Rescuers searched for dozens of people out of contact on April 4, a day after Taiwan’s strongest earthquake in a quarter century damaged buildings, caused multiple rockslides and killed nine people.

In the eastern coastal city of Hualien near the epicentre, workers used an excavator to put construction materials around the base of a damaged building to stabilise it and prevent a collapse. Mayor Hsu Chen-wei previously said 48 residential buildings were damaged. Some of the damaged buildings tilted at precarious angles with their ground floors crushed.

More than 1,000 people were injured in the quake that struck on Wednesday morning. Of the nine dead, at least four were struck inside Taroko National Park, a tourist attraction famous for its scenes of canyons and cliffs in Hualien County, about 150 km (90 miles) from the island’s capital Taipei.

“Nearly 150 people were either still trapped or out of contact on April 4,” the National Fire Agency said.

About two dozen tourists and some others were stranded in the park. The Health and Welfare Ministry said 64 others were workers at a rock quarry. Six workers from another quarry were airlifted from the area where access was cut off because roads were damaged by falling rocks.

Several people, including six university students, were also reported to be trapped. Around 50 people, mostly employees at the hotel earlier reported to be in the national park, were out of contact with authorities.

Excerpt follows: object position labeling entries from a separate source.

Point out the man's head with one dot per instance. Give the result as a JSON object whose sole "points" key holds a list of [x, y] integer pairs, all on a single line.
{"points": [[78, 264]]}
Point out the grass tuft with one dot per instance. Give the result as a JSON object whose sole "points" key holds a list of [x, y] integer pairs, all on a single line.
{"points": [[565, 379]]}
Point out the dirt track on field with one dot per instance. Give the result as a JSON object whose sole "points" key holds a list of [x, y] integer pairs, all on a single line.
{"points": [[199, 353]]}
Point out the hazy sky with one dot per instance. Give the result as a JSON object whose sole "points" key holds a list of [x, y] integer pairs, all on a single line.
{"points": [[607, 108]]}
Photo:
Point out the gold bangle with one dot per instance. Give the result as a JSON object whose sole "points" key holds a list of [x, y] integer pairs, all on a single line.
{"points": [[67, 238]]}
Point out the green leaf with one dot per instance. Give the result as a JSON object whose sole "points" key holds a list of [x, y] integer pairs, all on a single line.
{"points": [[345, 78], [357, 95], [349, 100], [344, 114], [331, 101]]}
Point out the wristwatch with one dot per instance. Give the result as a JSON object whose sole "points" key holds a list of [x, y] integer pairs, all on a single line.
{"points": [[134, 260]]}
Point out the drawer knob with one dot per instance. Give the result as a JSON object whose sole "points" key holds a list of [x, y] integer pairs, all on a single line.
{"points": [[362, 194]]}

For hours after the quake, TV showed neighbours and rescue workers lifting residents through windows and onto the street from damaged buildings where the shaking had fused shut the doors. It wasn’t clear on Thursday morning if any people were trapped in the damaged buildings.

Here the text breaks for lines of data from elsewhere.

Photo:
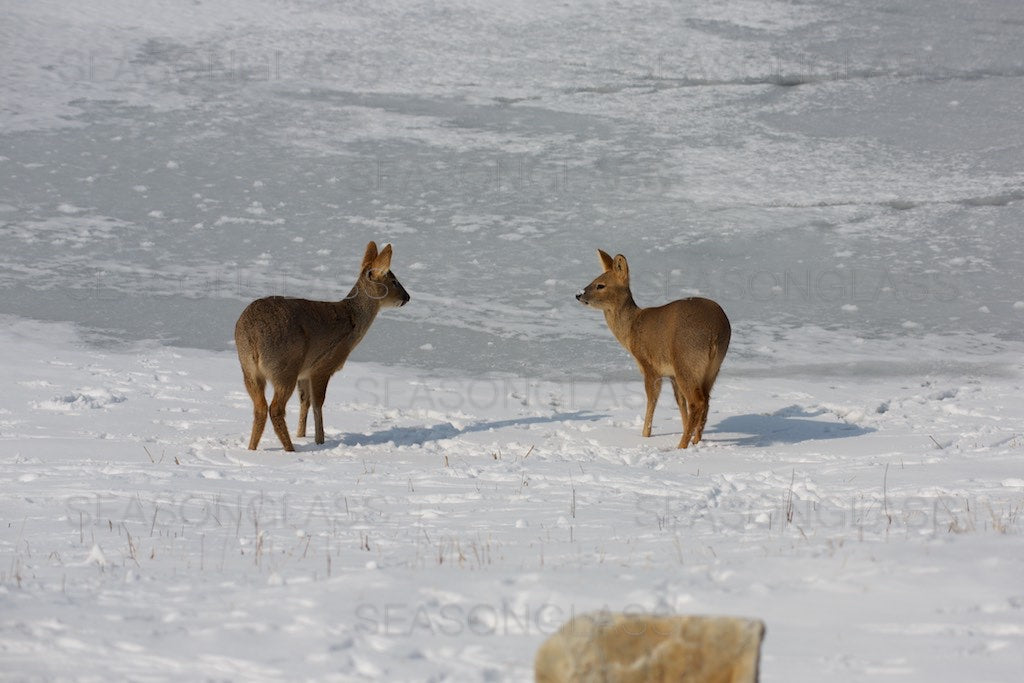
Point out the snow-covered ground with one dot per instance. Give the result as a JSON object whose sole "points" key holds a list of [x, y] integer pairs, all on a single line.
{"points": [[449, 524], [843, 177]]}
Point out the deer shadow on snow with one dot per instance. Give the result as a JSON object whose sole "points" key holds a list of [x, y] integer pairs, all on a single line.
{"points": [[793, 424], [418, 435]]}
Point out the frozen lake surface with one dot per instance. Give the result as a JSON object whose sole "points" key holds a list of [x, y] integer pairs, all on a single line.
{"points": [[814, 164]]}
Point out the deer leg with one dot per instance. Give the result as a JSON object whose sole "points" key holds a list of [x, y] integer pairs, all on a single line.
{"points": [[256, 386], [303, 406], [652, 386], [282, 392], [318, 395], [696, 403], [681, 402], [702, 418]]}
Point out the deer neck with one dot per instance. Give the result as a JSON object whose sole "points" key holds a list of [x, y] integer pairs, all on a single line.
{"points": [[360, 306], [621, 319]]}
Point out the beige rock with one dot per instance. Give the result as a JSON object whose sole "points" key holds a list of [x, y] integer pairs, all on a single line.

The temblor and aftershocks caused many landslides and damaged roads, bridges and tunnels. The national legislature and sections of Taipei’s main airport had minor damage.

Taiwan measured the initial quake’s strength as 7.2 magnitude while the U.S. Geological Survey put it at 7.4. The Central Weather Administration has recorded more than 300 aftershocks from Wednesday morning into Thursday.

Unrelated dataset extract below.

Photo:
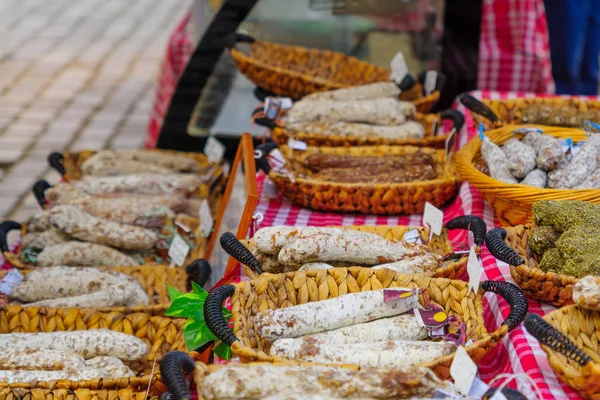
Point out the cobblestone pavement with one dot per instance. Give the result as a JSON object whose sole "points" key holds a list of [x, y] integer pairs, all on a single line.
{"points": [[74, 75]]}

Taiwan is regularly jolted by earthquakes and its population is among the best prepared for them. It also had stringent construction requirements to ensure buildings are quake-resistant.

The economic losses caused by the quake are still unclear. The self-ruled island is the leading manufacturer of the world’s most sophisticated computer chips and other high-technology items that are sensitive to seismic events.

Hualien was last struck by a deadly quake in 2018 that killed 17 people and brought down a historic hotel. Taiwan’s worst recent quake on September 21, 1999, a magnitude of 7.7 temblor, caused 2,400 deaths, injuring around 1,00,000 and destroying thousands of buildings.